Le deuxième phénomène concerne la hausse des prix d’une gamme croissante de biens, dont les produits de consommation courante comme les aliments et l’énergie. Les cours du pétrole ont augmenté en raison de la demande robuste, des investissements limités dans de nouvelles capacités de production et des tensions géopolitiques. Résultat : les coûts de transport sont plus élevés, ce qui accentue les pressions exercées sur les prix des biens. Les prix des aliments sont influencés par les conditions météorologiques extrêmes qui ont réduit le volume des récoltes. Et la forte demande de logements, dans un contexte d’offre restreinte, a fait grimper les prix dans ce secteur de l’économie.

Le troisième phénomène concerne la vigueur de la reprise au Canada et l’équilibre global entre la demande et l’offre dans l’économie. L’inflation actuelle n’est pas due à une demande excédentaire dans l’économie. Une panoplie d'indicateurs laissent supposer que les capacités excédentaires de l’économie viennent maintenant de se résorber.

C’est dire que, dans l’avenir, la croissance des dépenses devra ralentir pour que la demande ne dépasse pas trop l’offre et ne crée pas une nouvelle source d’inflation au pays. Nous devons donc resserrer la politique monétaire – ou, dit plus simplement, relever les taux d’intérêt – pour maîtriser l’inflation.

Quelle sera la suite?

J’aimerais conclure en parlant de ce que les Canadiens peuvent attendre de nous dans l’avenir.

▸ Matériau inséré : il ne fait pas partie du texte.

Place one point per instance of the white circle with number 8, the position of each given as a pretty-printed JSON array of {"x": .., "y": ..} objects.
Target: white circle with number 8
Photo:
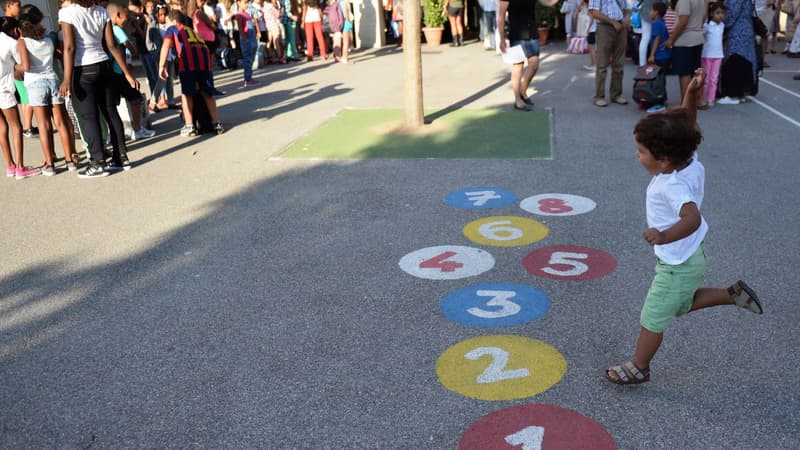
[
  {"x": 557, "y": 204},
  {"x": 447, "y": 262}
]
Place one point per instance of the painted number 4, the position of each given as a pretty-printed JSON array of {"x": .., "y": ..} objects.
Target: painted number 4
[
  {"x": 441, "y": 262},
  {"x": 530, "y": 438},
  {"x": 567, "y": 259}
]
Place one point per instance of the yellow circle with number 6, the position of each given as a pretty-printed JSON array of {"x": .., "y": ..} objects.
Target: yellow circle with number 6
[
  {"x": 500, "y": 367},
  {"x": 505, "y": 231}
]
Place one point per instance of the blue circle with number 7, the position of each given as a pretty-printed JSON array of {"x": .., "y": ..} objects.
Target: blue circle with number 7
[
  {"x": 493, "y": 305},
  {"x": 480, "y": 198}
]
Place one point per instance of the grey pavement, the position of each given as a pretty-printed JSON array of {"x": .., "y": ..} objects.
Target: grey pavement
[{"x": 216, "y": 296}]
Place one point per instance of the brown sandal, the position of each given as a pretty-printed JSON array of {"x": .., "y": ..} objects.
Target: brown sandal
[{"x": 628, "y": 373}]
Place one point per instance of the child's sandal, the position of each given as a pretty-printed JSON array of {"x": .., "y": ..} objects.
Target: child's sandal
[
  {"x": 744, "y": 297},
  {"x": 628, "y": 373}
]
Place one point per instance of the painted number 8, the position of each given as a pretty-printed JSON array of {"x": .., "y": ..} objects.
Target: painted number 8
[{"x": 554, "y": 206}]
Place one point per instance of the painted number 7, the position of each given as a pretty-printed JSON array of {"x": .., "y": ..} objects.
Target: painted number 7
[
  {"x": 530, "y": 438},
  {"x": 567, "y": 259}
]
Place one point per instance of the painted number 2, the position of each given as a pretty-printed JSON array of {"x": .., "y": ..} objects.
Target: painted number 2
[
  {"x": 499, "y": 298},
  {"x": 496, "y": 370},
  {"x": 530, "y": 438},
  {"x": 567, "y": 259}
]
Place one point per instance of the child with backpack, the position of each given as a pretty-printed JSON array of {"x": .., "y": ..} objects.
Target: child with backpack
[
  {"x": 36, "y": 52},
  {"x": 9, "y": 119},
  {"x": 650, "y": 87},
  {"x": 194, "y": 71},
  {"x": 713, "y": 31}
]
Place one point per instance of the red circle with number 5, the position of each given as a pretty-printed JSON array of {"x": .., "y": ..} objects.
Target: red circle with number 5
[{"x": 569, "y": 262}]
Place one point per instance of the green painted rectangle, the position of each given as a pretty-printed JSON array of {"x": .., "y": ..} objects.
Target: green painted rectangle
[{"x": 462, "y": 133}]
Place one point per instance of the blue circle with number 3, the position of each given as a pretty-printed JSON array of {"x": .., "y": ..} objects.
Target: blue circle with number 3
[
  {"x": 493, "y": 305},
  {"x": 480, "y": 198}
]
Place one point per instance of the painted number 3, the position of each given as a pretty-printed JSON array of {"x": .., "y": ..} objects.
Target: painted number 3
[
  {"x": 496, "y": 370},
  {"x": 530, "y": 438}
]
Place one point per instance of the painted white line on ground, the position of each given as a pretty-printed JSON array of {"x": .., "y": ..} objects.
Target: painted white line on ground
[
  {"x": 774, "y": 111},
  {"x": 777, "y": 86}
]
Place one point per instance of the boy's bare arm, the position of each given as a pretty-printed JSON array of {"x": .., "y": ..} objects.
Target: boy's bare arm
[
  {"x": 689, "y": 222},
  {"x": 690, "y": 98}
]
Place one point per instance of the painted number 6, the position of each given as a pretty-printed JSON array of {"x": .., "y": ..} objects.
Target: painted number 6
[
  {"x": 500, "y": 231},
  {"x": 567, "y": 259}
]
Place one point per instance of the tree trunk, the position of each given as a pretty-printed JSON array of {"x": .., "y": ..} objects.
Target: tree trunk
[{"x": 412, "y": 65}]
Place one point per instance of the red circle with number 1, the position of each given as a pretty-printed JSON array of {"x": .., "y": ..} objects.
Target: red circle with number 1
[
  {"x": 536, "y": 427},
  {"x": 569, "y": 262}
]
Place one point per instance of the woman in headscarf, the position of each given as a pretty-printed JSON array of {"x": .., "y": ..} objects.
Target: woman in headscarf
[{"x": 738, "y": 75}]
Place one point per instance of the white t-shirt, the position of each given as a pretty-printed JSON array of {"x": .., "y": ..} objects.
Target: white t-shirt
[
  {"x": 666, "y": 195},
  {"x": 8, "y": 46},
  {"x": 89, "y": 24},
  {"x": 712, "y": 47},
  {"x": 40, "y": 56}
]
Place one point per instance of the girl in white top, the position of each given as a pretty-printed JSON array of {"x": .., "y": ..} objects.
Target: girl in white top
[
  {"x": 88, "y": 79},
  {"x": 712, "y": 52},
  {"x": 36, "y": 60}
]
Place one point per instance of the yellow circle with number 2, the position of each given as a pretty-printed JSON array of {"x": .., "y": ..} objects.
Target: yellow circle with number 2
[
  {"x": 505, "y": 231},
  {"x": 500, "y": 367}
]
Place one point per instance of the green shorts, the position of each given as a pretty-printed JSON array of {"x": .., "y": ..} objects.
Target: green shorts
[
  {"x": 672, "y": 292},
  {"x": 23, "y": 93}
]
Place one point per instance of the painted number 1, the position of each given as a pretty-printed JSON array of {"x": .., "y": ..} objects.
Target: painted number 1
[
  {"x": 530, "y": 438},
  {"x": 496, "y": 370},
  {"x": 567, "y": 259},
  {"x": 440, "y": 262}
]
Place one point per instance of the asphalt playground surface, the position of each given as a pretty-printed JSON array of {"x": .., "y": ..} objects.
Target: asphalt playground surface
[{"x": 218, "y": 296}]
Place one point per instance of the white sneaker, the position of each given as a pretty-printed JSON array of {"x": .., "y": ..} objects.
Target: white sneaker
[
  {"x": 728, "y": 101},
  {"x": 142, "y": 133}
]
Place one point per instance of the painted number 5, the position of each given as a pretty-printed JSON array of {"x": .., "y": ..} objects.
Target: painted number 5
[
  {"x": 496, "y": 370},
  {"x": 577, "y": 268},
  {"x": 530, "y": 438}
]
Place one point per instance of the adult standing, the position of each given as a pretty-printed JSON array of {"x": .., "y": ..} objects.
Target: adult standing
[
  {"x": 686, "y": 40},
  {"x": 455, "y": 14},
  {"x": 88, "y": 79},
  {"x": 522, "y": 32},
  {"x": 490, "y": 23},
  {"x": 738, "y": 75},
  {"x": 611, "y": 38},
  {"x": 645, "y": 9}
]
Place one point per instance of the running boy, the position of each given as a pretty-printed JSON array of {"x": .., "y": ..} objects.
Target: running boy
[
  {"x": 194, "y": 71},
  {"x": 665, "y": 146}
]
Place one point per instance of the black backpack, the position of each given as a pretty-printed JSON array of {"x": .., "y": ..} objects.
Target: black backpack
[{"x": 650, "y": 86}]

La politique monétaire a un rôle clair à jouer pour maintenir l’équilibre entre l’offre et la demande et ramener l’inflation à la cible. À cette fin, nous avons pris un certain nombre de décisions pour adapter le niveau de la détente monétaire à mesure que l’économie se redressait, d’abord en ralentissant le rythme des achats de notre programme d’assouplissement quantitatif, puis en y mettant un terme en octobre dernier.

Et, en janvier, nous avons expliqué clairement aux Canadiens qu’avec le retour de l’économie à sa capacité de production, nous mettions fin à notre engagement de garder les taux à des niveaux extrêmement bas. Nous devons relever les taux d’intérêt pour faire redescendre l’inflation de façon durable et préserver l’équilibre de l’économie.

Hier, le Conseil de direction a pris la décision de relever le taux directeur de 25 points de base pour le faire passer à ½ %. Nous avons indiqué que les taux d’intérêt devront encore augmenter. Nous avons aussi indiqué que nous évaluerons à quel moment nous mettrons fin à la phase de réinvestissement de nos achats massifs d’actifs et laisserons le portefeuille d’obligations du gouvernement du Canada de la Banque commencer à décroître, un processus qu’on appelle le resserrement quantitatif. Le moment et le rythme des hausses subséquentes du taux directeur, et le début du resserrement quantitatif, seront guidés par l’évaluation continue que fait la Banque de l’économie et par son engagement à atteindre la cible d’inflation de 2 %.

Pour conclure, je veux rappeler à tous les Canadiens que la Banque est déterminée à contrôler l’inflation. Maintenant, la première sous-gouverneure Rogers et moi serons ravis de répondre à vos questions.